Running SSH was a step along the way of me becoming more familiar with SSH and running a remote git repository on my ReadyNAS NV+. Note that there are security concerns with opening SSH on your ReadyNAS device and exposing password authentication. It would be fairly trivial to launch a password attach over the SSH connection.

SSH defaults to use passwords for authentication. The password is set to your ReadyNAS admin password at the time you install SSH on your ReadyNAS. If this password is to be saved on disk somewhere, for example as part of an SSH configuration on the machine from which you are contacting the ReadyNAS, you may choose to temporarily change your ReadyNAS admin password before installing SSH, and then change the ReadyNAS admin password back afterwards. If you ever need to change the SSH password on the ReadyNAS, just reinstall SSH from System > Update in the ReadyNAS admin browser application.

  1. Get the SSH bin file from the ReadyNAS web site. Click the Add-ons for RAIDiator 4.1.3+ link and scroll to the EnableRootSSH link. Download the bin file and store it on your local computer.

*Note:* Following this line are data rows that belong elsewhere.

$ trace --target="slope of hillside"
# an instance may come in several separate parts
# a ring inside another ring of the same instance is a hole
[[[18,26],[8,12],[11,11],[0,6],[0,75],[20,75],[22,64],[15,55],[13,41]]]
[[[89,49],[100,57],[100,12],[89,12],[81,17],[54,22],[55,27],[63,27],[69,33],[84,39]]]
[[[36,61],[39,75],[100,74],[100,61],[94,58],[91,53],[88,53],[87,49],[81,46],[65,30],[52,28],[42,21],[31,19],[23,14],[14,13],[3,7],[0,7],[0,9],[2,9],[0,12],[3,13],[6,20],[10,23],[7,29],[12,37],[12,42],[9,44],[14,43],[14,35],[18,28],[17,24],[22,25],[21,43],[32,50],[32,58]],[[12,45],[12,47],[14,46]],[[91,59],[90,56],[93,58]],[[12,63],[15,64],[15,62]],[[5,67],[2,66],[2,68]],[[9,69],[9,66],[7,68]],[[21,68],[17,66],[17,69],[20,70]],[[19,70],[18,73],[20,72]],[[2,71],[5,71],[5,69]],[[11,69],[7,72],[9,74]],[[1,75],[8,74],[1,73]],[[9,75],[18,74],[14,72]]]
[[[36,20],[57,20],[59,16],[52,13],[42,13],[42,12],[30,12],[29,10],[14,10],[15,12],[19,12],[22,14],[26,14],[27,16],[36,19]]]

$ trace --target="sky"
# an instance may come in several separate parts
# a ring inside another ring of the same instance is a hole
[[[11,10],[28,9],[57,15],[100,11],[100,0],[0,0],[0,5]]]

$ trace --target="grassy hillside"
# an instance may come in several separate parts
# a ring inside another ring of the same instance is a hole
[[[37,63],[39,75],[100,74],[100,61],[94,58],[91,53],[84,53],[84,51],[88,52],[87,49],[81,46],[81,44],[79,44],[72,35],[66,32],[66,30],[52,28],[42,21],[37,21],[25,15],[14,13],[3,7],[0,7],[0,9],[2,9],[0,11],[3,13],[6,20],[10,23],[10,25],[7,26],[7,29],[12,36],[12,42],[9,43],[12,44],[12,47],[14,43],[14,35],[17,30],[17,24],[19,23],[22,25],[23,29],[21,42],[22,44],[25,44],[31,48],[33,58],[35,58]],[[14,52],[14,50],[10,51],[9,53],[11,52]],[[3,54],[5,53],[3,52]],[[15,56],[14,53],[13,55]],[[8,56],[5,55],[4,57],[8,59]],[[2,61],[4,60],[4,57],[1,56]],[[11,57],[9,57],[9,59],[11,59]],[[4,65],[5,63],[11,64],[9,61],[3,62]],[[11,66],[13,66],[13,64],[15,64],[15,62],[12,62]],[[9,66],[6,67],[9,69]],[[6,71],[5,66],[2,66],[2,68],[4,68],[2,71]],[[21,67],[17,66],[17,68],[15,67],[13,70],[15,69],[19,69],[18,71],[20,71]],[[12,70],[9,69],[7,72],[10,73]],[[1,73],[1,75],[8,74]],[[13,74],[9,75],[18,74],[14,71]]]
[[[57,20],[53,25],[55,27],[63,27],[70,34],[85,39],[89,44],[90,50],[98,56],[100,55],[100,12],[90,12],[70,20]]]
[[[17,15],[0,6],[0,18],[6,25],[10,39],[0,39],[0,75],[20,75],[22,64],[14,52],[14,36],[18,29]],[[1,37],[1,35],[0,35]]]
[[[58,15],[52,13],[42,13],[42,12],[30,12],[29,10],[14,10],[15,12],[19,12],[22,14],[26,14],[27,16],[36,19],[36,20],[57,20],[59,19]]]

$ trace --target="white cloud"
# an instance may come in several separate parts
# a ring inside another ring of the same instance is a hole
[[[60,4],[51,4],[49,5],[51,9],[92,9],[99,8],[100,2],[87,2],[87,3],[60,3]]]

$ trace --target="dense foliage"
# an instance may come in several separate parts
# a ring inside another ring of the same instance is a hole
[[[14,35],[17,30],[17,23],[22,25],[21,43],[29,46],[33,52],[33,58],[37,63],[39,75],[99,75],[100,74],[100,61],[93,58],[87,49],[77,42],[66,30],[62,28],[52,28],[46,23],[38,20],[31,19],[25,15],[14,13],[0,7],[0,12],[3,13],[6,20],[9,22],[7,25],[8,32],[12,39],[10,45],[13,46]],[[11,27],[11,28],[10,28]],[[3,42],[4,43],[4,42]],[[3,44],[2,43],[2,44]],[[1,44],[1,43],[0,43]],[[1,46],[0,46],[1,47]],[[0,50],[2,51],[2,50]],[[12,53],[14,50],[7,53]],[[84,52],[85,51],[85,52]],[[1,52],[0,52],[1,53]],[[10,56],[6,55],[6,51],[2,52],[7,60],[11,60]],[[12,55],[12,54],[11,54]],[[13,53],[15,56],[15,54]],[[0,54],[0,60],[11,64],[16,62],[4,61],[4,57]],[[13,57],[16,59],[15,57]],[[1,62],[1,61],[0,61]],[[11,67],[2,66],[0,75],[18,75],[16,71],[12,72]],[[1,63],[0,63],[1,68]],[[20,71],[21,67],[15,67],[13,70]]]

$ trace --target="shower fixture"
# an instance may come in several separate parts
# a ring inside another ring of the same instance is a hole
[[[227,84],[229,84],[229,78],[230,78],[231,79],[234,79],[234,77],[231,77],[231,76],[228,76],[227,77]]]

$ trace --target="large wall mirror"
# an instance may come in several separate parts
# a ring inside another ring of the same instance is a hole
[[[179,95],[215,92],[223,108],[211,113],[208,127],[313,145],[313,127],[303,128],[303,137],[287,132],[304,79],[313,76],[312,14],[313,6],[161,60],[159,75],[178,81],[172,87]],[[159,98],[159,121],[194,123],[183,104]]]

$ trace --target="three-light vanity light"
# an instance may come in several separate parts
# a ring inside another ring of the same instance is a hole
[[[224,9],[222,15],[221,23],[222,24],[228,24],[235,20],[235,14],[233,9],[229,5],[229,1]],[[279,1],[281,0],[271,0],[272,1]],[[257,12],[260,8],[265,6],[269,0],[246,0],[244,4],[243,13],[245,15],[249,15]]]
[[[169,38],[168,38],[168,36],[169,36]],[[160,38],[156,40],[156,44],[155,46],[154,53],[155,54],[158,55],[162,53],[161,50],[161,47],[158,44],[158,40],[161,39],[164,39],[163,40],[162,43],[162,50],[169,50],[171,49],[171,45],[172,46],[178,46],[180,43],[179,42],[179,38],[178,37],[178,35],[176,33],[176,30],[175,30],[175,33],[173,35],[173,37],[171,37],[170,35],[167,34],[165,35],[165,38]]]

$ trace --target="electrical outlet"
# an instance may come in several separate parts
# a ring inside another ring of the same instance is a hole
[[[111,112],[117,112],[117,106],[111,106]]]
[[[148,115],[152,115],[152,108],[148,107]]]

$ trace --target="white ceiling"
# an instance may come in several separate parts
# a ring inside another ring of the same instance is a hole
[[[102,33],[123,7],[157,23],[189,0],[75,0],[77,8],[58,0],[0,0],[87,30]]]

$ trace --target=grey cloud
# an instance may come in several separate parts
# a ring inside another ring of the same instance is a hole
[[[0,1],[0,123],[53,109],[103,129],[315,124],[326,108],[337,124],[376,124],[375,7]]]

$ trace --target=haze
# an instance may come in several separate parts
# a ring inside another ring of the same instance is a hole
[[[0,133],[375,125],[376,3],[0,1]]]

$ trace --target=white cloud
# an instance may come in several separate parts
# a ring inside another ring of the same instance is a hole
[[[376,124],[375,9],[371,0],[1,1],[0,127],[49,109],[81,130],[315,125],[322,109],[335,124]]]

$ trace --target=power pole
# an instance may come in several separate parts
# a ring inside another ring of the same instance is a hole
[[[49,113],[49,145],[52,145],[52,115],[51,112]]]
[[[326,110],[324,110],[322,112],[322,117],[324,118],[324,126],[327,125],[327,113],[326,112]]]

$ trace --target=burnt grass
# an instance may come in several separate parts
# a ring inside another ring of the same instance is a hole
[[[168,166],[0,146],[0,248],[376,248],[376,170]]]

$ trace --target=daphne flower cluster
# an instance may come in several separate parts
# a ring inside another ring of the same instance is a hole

  2. Log in as admin on your ReadyNAS using a browser

  3. Update your ReadyNAS firmware (optional). This is under System > Update. Just click the Check for Updates button.

  4. Click the Local tab and click Choose File to find the EnableRootSSH.bin file that you previously downloaded. Upload this and follow the prompts.

After a reboot SSH will be installed and ready to use. To login execute the following:

# Use the hostname or IP address of the ReadyNAS
$ ssh root@readynas-hostname

Then type the ReadyNAS admin password that existed at the time SSH was installed.

On my ReadyNAS, my share volumes are under /c and user volumes are under /c/home.

$ cd /c; ls -1

SSH can be configured to use public private keys as well. Refer to my later post and OpenSSH Public Key Authentication for more details.

Security Alert: Opening up your NAS to SSH with password authentication on a public network is a bad idea. In my situation I’m behind a firewall and simply using SSH for the convenience and to play around with the protocol.